In a radio interview on Tuesday, he would not speak about a photo published in a newspaper that showed him holding hands with the same girlfriend, even though the journalist queried him about how old the photo was, because his hairstyle had changed.

Johnson’s Brexit challenges

Some registered 160,000 Conservative party members hold the future of the country in their hands, as they will vote for the next British prime minister, either Johnson or Hunt.

This vote emerged after caretaker Prime Minister Theresa May could not deliver Brexit that was agreeable to parliament.

Johnson, on Tuesday, said he would deliver Brexit on 31 October, the deadline, saying in a radio interview he would carry it out "do or die, come what may", but admitted that the EU would have to agree with his new deal.

British businesses working in the EU worry that a no-deal Brexit could be economic chaos.

Foreign Secretary Jeremy Hunt, who took over from Johnson after he quit last year, is also prepared for a no-deal Brexit, but he prefers a delay to the deal instead of no deal at all.

The EU has repeatedly said that it would not consider another deal on the table the regional body had agreed to May’s Brexit deal, and has only given Britain time to be able to put a transition in place.
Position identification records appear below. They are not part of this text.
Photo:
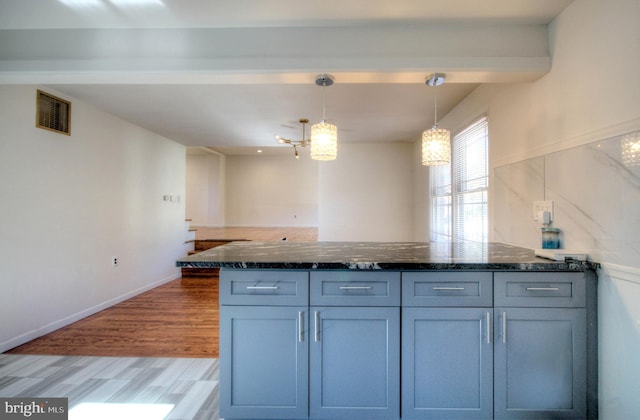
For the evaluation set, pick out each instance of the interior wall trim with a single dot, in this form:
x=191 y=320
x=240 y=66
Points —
x=39 y=332
x=605 y=133
x=620 y=272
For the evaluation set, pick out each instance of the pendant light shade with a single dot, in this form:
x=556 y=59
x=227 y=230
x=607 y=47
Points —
x=324 y=141
x=436 y=142
x=436 y=147
x=630 y=145
x=324 y=135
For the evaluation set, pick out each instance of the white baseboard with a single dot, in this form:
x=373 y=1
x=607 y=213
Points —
x=39 y=332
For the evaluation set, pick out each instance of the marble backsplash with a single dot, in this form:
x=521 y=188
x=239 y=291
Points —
x=595 y=194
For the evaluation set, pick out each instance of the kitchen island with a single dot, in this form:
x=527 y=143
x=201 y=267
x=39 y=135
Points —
x=403 y=330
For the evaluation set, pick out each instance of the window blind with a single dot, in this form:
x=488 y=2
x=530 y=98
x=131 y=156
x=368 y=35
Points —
x=459 y=191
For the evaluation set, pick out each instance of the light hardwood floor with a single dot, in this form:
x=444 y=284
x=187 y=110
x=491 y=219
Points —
x=177 y=319
x=116 y=387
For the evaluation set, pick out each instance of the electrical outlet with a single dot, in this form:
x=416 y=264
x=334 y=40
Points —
x=539 y=208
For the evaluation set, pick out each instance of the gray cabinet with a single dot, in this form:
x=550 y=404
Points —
x=355 y=348
x=447 y=363
x=264 y=344
x=447 y=352
x=540 y=363
x=363 y=344
x=264 y=362
x=355 y=363
x=541 y=346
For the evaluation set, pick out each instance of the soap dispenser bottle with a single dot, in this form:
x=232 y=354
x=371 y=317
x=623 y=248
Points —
x=550 y=235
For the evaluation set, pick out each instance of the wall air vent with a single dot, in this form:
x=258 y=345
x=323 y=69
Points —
x=53 y=113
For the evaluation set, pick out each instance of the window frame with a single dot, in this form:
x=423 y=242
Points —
x=453 y=191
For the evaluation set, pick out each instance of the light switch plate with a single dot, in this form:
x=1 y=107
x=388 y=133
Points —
x=539 y=207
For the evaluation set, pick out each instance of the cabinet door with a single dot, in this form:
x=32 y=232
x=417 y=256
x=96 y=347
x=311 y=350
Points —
x=447 y=363
x=264 y=357
x=540 y=363
x=355 y=363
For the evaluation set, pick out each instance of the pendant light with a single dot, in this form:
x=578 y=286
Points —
x=436 y=142
x=630 y=145
x=324 y=135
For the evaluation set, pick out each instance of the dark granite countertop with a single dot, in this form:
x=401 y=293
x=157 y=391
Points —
x=375 y=256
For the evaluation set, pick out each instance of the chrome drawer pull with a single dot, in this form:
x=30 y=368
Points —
x=488 y=319
x=504 y=327
x=317 y=326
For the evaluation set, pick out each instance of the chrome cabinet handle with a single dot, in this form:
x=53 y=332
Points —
x=301 y=326
x=488 y=321
x=504 y=327
x=317 y=326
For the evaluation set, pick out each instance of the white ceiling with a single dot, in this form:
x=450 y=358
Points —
x=231 y=74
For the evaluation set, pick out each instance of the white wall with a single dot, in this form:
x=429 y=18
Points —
x=205 y=189
x=367 y=194
x=592 y=93
x=271 y=191
x=71 y=203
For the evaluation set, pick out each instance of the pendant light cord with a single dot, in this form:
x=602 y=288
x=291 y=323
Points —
x=324 y=100
x=435 y=107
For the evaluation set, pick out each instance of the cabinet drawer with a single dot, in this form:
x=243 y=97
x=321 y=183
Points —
x=447 y=289
x=540 y=289
x=264 y=287
x=355 y=288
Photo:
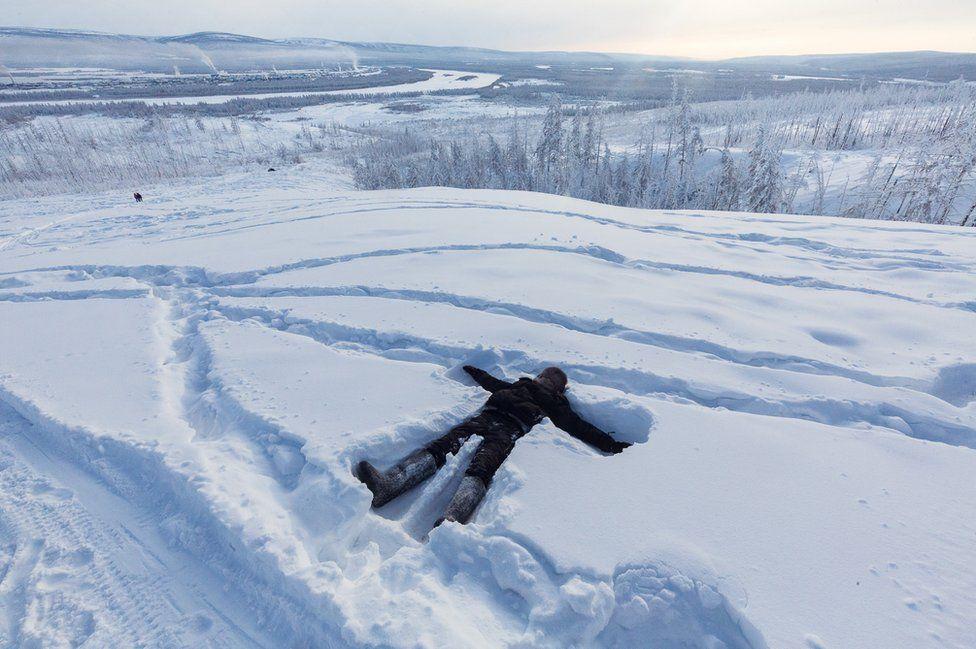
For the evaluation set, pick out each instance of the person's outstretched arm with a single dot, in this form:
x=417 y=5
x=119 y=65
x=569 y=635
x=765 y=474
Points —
x=485 y=380
x=562 y=415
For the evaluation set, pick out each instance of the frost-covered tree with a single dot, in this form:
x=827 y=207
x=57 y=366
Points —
x=728 y=192
x=548 y=151
x=765 y=176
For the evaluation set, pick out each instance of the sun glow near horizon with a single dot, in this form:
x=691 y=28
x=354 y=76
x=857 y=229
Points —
x=707 y=29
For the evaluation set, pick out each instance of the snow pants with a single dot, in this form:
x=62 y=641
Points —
x=498 y=433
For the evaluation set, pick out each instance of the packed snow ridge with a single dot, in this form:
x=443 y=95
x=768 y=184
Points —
x=186 y=383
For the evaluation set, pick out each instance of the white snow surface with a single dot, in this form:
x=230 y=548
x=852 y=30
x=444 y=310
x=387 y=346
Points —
x=186 y=384
x=439 y=80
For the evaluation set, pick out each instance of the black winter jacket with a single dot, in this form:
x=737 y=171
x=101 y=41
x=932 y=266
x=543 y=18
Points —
x=529 y=402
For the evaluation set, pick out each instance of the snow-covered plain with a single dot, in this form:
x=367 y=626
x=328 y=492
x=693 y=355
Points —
x=187 y=382
x=439 y=80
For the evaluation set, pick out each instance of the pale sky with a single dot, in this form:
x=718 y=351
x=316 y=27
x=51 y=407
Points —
x=695 y=28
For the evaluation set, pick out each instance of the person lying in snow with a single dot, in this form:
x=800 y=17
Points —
x=510 y=412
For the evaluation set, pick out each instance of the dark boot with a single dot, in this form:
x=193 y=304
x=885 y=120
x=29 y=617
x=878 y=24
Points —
x=465 y=500
x=408 y=473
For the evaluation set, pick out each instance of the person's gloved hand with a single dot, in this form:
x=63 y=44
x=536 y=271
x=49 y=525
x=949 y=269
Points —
x=617 y=446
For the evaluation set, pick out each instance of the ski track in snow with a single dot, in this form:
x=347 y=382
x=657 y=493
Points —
x=67 y=516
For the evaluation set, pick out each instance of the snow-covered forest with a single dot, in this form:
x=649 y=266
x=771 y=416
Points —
x=308 y=343
x=771 y=155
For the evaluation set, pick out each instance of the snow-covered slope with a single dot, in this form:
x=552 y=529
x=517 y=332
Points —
x=187 y=382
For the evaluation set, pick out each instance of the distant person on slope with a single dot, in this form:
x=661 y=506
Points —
x=510 y=412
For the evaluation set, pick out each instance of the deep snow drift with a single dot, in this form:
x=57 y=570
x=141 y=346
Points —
x=186 y=383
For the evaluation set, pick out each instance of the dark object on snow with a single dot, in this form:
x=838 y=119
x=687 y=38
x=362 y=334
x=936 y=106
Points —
x=409 y=472
x=510 y=413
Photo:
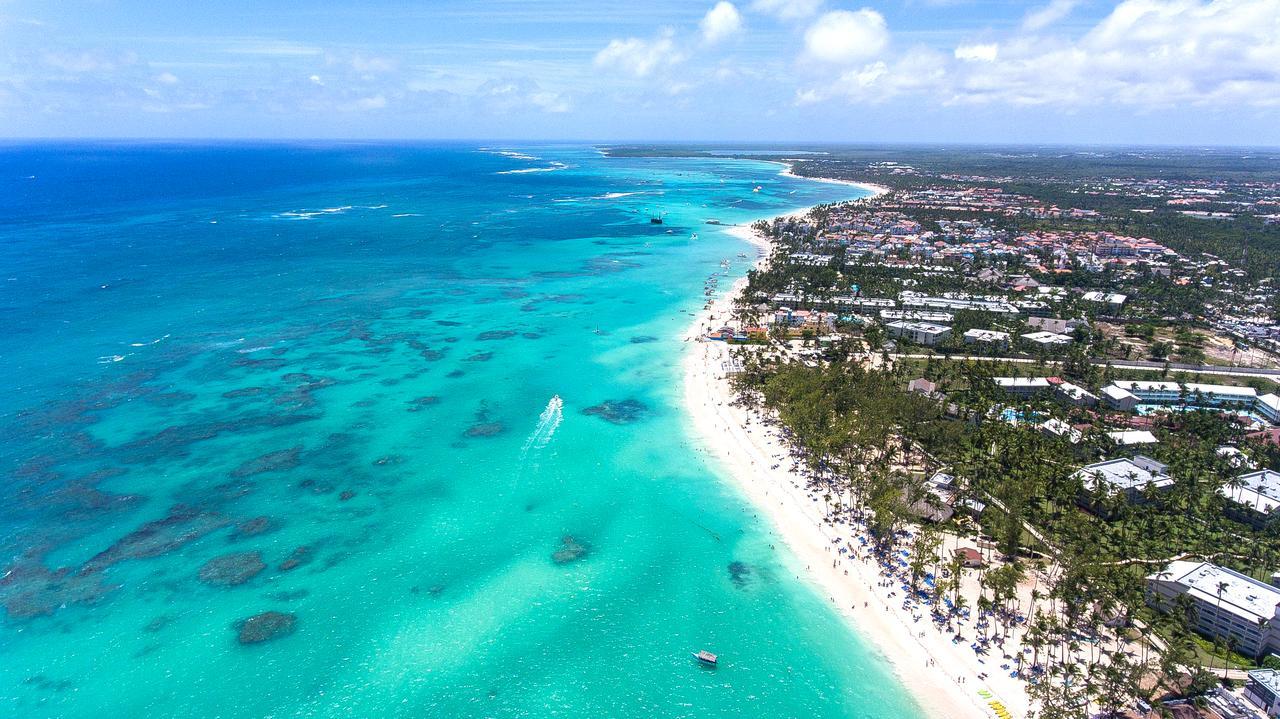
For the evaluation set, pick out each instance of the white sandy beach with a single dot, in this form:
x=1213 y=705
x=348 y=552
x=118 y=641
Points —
x=944 y=677
x=876 y=189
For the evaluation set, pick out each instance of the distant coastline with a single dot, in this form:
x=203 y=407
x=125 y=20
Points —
x=757 y=461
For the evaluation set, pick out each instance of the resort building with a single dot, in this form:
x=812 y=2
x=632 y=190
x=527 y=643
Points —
x=1228 y=604
x=1253 y=498
x=1129 y=394
x=1023 y=387
x=917 y=315
x=919 y=333
x=1119 y=398
x=986 y=337
x=1125 y=476
x=1264 y=690
x=1074 y=394
x=1047 y=339
x=1129 y=438
x=1111 y=300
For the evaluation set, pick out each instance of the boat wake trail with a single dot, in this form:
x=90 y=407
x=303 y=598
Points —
x=542 y=435
x=548 y=422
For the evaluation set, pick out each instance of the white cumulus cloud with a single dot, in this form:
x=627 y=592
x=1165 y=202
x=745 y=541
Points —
x=846 y=36
x=722 y=21
x=1146 y=54
x=978 y=53
x=638 y=56
x=787 y=9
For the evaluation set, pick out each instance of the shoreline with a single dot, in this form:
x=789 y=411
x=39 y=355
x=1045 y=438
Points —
x=876 y=189
x=941 y=677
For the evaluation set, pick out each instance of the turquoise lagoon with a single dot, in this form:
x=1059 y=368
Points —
x=318 y=381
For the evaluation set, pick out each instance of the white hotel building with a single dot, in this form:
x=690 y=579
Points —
x=1128 y=394
x=1228 y=604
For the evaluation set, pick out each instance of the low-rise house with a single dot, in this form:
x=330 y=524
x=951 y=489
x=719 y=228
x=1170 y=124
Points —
x=923 y=387
x=1262 y=690
x=920 y=333
x=1119 y=398
x=1047 y=339
x=1111 y=300
x=987 y=337
x=1130 y=477
x=1228 y=604
x=1074 y=394
x=1255 y=498
x=1235 y=458
x=1052 y=324
x=1024 y=387
x=1130 y=438
x=1057 y=427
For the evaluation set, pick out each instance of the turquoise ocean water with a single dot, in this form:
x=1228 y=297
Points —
x=312 y=385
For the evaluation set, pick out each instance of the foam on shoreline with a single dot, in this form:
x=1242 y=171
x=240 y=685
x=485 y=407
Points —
x=941 y=676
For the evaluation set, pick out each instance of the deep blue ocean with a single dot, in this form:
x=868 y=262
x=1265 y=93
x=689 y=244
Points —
x=279 y=438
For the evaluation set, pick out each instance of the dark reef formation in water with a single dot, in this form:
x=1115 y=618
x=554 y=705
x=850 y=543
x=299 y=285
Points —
x=570 y=550
x=297 y=558
x=183 y=525
x=254 y=527
x=618 y=411
x=232 y=569
x=423 y=402
x=265 y=627
x=278 y=461
x=485 y=429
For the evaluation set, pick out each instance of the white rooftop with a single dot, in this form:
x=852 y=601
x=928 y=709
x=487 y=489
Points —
x=1008 y=383
x=1047 y=338
x=986 y=335
x=1240 y=595
x=1125 y=438
x=1075 y=392
x=1114 y=392
x=1127 y=474
x=1192 y=388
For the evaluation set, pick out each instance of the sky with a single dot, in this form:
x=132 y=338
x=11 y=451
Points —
x=1132 y=72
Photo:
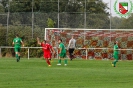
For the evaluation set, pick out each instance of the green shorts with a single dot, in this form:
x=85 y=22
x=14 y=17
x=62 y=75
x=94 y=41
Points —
x=17 y=49
x=62 y=55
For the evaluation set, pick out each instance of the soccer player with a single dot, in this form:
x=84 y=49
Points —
x=47 y=50
x=71 y=47
x=115 y=54
x=62 y=53
x=17 y=46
A small group of Conservative MPs are reportedly plotting to bring down the government if Johnson takes the helm and tries to push through no-deal Brexit.

Both Johnson and Hunt are traveling around Britain to take part in party meetings. Although Tuesday’s TV debate was canceled, another debate is scheduled for 9 July.

No matter, for Hunt -- he is planning on answering questions on a live chat on Twitter on Tuesday night.

The winner of the race for prime minister will be announced on 23 July, it was announced on Tuesday.